A few days ago I read about a man who has been livestreaming the last McDonald’s burger in Iceland, before the fast-food chain shut shop in the country, for the last ten years. At one point of time, this livestreaming drew over 2 million hits per month. And today I came to know about a hotel in Japan which lets you stay a night for a nominal tariff, if you are okay with your sojourn being livestreamed. According to CNN, guests at Asahi Ryokan can pay just ¥100 (around one dollar) per night to hole up in the hotel’s room number eight, if they agree to have their entire stay livestreamed. Ofcourse there are some regulations in place. Only the video of the guest’s stay will be recorded, leaving out the conversations, the bathroom is thankfully out of the camera’s range, while the guests also have the liberty to turn off the lights at night. However, the idea of being watched while you sleep, eat or scratch in a hotel room sounds totally bizarre. Or does it?
- A hotel in Japan will accommodate you on a dollar's tariff if you agree to let your stay be livestreamed.
- Does this scheme seem outlandish in the age of digital overexposure?
- The live streaming channel for this hotel already has a thousand subscribers.
- Does this mean that we have an audience which is eager to invade into someone's personal space to observe them like lab specimens?
Guests at Asahi Ryokan can pay just ¥100 (around one dollar) per night to stay in room number eight, if they agree to have their entire stay livestreamed.
As per the above-stated report the YouTube channel which livestreams the stay of guests at Asahi Ryokan has already crossed 1,000 subscribers. So, as of now there are 1,000 people in the world who have a genuine interest in watching people in a hotel room habitat, like Guinea pigs. I don’t know what’s more unsettling, the fact that people can trade privacy for a cheap hotel stay, or that there is a substantial audience for such livestreams. Even when you leave factors like intimacy (which I read is prohibited in room number eight) etc, it mustn’t be comfortable to know that you are being watched constantly.
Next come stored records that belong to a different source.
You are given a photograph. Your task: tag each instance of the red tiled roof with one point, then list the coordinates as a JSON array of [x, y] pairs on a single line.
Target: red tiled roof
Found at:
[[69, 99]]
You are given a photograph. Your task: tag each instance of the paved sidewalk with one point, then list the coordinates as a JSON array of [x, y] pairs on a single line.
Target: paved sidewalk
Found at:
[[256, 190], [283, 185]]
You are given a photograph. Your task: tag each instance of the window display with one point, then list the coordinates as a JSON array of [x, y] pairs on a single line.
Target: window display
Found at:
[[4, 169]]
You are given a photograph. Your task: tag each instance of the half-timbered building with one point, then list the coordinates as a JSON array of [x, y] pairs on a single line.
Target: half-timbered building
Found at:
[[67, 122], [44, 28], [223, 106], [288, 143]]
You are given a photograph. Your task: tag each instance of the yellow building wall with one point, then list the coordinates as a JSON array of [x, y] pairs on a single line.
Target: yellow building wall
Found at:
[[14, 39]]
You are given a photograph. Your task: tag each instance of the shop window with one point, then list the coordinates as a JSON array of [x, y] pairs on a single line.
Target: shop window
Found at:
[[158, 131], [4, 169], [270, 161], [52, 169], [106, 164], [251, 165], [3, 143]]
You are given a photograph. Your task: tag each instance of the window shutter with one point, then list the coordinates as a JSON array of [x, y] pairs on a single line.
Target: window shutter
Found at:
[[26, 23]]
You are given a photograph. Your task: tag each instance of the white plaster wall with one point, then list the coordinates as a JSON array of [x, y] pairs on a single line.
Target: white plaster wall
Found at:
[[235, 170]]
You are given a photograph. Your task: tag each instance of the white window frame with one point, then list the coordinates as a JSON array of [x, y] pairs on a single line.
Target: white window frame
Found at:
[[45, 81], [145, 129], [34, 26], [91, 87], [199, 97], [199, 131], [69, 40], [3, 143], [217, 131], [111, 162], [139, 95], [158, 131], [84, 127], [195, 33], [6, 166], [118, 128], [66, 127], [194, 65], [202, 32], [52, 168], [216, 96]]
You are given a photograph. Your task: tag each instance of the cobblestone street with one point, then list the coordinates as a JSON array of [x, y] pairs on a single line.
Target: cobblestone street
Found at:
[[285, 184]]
That someone may be analysing your every gesture; the way you eat, sleep, walk, or what you do in your spare time.
However, we live in the age of digital overexposure. People are more than willing to trade their privacy for a few seconds of fame, or out of sheer curiosity. Our holidays, dates, relationships and jobs, everything is open for viewing. Be it in form of tweets, blogs, pictures of videos, most of us have no qualms in putting up such aspects of our lives on display for strangers, which we would think twice before sharing with people close to us, in the pre-social networking era. It doesn’t exactly make us attention seekers, but just a lot that has a very different perception of privacy and frankly no one can judge. From someone else’s point of view, posting intimate photographs from your holiday is also crossing the line of privacy that they toe.
We live in the age of digital overexposure. People are more than willing to trade their privacy for a few seconds of fame.
From the audience’s perspective, it is fascinating, the kind of content that draws people. Is it a sign of how lonely our existence is that we feel the urge to watch random people mind their business? I guess in times where there is too much high octane entertainment at one’s disposal, what a lot of people crave for is stillness and unfiltered reality. This reality doesn’t have to be grotesque or charming, high paced or engaging. It can be mundane and slow paced, as long as it is real people doing real things without a care in the world for how the camera will project them to the world.
Yamini Pustake Bhalerao is a writer with the SheThePeople team, in the Opinions section. The views expressed are the author’s own.